Concert de rue dans le quartier de Hongdae à Séoul.
Concert de rue dans le quartier de Hongdae à Séoul. (Copyright : Hye-jeong Paik)

Alors que la K-pop, la musique populaire coréenne, a le monopole de l’industrie musicale en Corée, la scène indépendante se développe à Séoul. Rencontre avec ces artistes d’un autre genre.
Hongdae, quartier des musiciens à Séoul. Il est presque midi ce vendredi, les étudiants de l’université des arts d’Hongik et les salarymen sortent déjeuner dans la fraîcheur coréenne. A quelques pas de la rue principale Yanghwa-ro, un petit immeuble de quelques étages. C’est ici qu’habite Sean Paik, 26 ans. Le jeune homme a l’allure élancée nous accueille dans un studio aux murs bleus d’à peine 15 m². Il partage cet espace où l’on croise un clavier et des guitares ici et là, avec un groupe de musiciens : « D’accord, ce n’est pas glamour, mais c’est bien plus économique. » Réservé, modeste, Sean Paik raconte son histoire, sa passion. Tout commence par un prestigieux concours de chant, remporté il y a quelques années, une victoire qui le conforte dans le désir de vivre de sa musique. Aujourd’hui, c’est chose faite, Sean a sorti à l’automne dernier un mini-album de trois titres qui a très bien marché, comme a très bien marché son premier concert, donné dans un bar de Hongdae plein à craquer, à tel point qu’il enchaîne désormais les shows en ce début de printemps séoulite.

Son style ? Difficile à définir pour lui, mais certains disent qu’il fait de la folk accoustique. « Je raconte avec ma guitare les histoires de ma vie et celles des autres… J’espère que ma musique parle aux gens à un moment précis de leur vie, heureux ou malheureux. » Fan de jazz et de folk, Sean a vécu à l’étranger : en Turquie et en Azerbaïjan.

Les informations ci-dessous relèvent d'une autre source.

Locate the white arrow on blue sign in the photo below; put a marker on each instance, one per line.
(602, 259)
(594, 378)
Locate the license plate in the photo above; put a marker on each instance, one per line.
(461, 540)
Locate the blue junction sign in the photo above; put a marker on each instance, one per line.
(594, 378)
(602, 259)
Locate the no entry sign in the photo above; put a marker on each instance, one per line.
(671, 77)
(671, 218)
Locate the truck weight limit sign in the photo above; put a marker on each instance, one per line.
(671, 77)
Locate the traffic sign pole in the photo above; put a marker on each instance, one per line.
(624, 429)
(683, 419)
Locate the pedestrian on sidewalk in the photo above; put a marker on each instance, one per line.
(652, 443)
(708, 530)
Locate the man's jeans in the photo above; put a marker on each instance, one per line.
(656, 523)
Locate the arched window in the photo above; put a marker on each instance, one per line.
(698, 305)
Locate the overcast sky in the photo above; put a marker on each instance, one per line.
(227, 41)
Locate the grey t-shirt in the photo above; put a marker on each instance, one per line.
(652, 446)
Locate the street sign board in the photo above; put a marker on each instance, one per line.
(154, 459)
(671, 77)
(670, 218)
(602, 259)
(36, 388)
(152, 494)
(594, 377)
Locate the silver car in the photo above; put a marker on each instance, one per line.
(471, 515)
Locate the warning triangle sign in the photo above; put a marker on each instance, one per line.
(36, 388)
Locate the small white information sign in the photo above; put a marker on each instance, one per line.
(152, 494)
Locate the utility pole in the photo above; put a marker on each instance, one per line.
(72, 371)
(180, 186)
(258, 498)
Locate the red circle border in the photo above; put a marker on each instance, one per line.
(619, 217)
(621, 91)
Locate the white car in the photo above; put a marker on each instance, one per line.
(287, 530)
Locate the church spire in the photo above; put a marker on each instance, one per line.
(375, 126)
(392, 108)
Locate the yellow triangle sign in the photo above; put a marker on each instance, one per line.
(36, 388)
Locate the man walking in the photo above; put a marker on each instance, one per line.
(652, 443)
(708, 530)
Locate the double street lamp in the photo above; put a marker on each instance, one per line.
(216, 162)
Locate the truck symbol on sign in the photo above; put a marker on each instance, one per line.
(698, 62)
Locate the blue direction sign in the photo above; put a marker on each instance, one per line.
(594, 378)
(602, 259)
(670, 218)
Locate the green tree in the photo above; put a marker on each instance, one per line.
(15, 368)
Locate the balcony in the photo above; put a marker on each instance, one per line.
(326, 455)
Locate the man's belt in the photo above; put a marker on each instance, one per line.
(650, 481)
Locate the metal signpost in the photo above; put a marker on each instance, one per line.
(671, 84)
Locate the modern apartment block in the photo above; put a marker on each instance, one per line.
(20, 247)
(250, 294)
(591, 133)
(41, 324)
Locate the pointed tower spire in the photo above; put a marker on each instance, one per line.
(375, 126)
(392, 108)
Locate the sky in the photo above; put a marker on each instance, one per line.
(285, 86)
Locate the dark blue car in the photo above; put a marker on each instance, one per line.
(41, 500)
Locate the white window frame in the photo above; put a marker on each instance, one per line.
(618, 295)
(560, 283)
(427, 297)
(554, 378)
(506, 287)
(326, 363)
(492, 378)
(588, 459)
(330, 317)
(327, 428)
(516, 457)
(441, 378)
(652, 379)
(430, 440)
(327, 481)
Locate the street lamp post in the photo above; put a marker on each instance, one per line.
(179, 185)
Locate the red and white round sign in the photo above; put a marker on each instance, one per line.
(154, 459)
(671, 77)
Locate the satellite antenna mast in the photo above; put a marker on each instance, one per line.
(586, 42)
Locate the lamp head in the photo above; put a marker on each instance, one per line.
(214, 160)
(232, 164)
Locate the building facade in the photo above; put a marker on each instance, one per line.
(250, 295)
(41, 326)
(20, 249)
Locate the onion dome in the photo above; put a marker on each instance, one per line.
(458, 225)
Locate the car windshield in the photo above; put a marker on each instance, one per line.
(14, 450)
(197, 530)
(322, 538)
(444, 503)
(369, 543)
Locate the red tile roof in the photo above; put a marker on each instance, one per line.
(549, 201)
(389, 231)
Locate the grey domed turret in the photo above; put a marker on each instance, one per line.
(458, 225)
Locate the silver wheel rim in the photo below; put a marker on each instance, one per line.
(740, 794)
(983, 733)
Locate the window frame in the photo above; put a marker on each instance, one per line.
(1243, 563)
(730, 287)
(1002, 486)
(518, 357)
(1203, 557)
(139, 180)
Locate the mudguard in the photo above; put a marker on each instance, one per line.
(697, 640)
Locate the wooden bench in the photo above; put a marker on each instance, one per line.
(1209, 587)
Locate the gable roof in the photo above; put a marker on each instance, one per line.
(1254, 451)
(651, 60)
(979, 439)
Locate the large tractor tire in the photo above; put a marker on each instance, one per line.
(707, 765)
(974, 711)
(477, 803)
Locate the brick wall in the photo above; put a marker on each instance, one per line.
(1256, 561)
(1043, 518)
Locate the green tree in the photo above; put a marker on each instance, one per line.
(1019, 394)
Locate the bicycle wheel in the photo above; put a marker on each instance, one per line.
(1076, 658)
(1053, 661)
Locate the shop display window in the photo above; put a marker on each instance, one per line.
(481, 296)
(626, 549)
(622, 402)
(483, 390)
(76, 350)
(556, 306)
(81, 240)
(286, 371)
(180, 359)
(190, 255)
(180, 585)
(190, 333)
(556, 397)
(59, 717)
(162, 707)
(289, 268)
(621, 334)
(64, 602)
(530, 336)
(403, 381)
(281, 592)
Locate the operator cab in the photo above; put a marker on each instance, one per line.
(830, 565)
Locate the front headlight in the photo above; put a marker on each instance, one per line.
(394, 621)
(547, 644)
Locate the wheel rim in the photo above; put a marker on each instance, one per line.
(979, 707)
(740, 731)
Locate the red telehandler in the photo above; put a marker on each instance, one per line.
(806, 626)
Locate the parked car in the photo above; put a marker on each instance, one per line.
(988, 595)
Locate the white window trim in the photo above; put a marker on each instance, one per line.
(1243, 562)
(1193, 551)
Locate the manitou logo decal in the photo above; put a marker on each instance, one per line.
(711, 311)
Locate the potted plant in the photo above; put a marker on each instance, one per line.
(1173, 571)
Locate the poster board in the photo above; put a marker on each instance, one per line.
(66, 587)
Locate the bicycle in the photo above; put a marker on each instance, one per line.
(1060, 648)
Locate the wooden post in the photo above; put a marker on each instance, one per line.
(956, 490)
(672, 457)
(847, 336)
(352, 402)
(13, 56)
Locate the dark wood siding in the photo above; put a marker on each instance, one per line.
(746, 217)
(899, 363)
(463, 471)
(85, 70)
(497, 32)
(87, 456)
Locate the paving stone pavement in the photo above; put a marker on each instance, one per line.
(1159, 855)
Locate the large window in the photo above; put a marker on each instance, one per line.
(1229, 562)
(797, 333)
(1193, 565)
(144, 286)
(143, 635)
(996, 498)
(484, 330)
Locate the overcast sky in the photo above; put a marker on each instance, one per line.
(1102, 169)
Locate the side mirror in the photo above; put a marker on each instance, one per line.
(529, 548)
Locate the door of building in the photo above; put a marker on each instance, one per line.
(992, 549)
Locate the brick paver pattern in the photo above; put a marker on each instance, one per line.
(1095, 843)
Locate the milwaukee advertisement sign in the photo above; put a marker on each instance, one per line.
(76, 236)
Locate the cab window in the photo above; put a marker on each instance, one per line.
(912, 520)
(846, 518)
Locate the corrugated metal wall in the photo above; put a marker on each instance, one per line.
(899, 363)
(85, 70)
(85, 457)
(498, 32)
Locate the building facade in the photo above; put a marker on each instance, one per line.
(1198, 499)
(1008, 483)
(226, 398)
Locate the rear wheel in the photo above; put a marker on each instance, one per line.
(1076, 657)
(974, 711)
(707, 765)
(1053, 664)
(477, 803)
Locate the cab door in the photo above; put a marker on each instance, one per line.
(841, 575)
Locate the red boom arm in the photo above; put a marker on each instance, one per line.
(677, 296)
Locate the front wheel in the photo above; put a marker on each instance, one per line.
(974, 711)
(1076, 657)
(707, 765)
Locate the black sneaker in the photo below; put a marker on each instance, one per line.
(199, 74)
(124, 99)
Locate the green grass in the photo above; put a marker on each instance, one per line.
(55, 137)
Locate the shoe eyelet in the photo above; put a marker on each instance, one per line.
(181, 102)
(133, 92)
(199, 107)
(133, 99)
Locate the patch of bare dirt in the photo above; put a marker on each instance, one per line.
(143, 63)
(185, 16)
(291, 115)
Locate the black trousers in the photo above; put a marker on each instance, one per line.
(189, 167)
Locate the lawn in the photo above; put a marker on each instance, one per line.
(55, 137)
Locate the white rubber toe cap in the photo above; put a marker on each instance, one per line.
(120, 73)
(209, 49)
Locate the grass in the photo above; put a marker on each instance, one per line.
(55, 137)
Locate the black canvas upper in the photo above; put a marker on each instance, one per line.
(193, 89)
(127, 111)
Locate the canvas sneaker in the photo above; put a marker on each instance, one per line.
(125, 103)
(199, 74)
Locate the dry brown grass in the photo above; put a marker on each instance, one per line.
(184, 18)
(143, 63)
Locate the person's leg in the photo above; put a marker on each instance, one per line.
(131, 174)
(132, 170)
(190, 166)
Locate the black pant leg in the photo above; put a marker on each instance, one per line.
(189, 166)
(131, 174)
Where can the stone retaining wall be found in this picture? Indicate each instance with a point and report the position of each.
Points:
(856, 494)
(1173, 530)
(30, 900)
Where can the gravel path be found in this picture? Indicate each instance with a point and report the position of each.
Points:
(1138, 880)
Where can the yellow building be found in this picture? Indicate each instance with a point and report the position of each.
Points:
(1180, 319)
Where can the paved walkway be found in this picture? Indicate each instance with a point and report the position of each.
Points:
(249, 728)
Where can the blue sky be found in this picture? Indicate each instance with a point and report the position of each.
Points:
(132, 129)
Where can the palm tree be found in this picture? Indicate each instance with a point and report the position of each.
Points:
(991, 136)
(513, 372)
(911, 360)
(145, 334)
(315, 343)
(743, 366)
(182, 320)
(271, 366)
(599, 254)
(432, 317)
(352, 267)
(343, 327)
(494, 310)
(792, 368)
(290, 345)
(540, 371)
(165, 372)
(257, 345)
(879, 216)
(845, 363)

Des expériences enrichissantes qui lui permettent de parler plusieurs langues comme l’anglais. Un véritable atout. Il se souvient alors de cet ami musicien, artiste indépendant également, qui lui dit un jour que parler couramment l’anglais lui donne des airs de chanteur occidental. Ses séjours à l’étranger l’aident aussi pour sa musique. Il porte aujourd’hui un regard différent sur la Corée, avec plus de recul : « Mon passé à l’étranger a changé ma façon de penser, d’écrire mes chansons. Ce que j’ai vu à l’étranger, certains Coréens ne le connaissent pas. Tout cela se reflète dans ma musique. »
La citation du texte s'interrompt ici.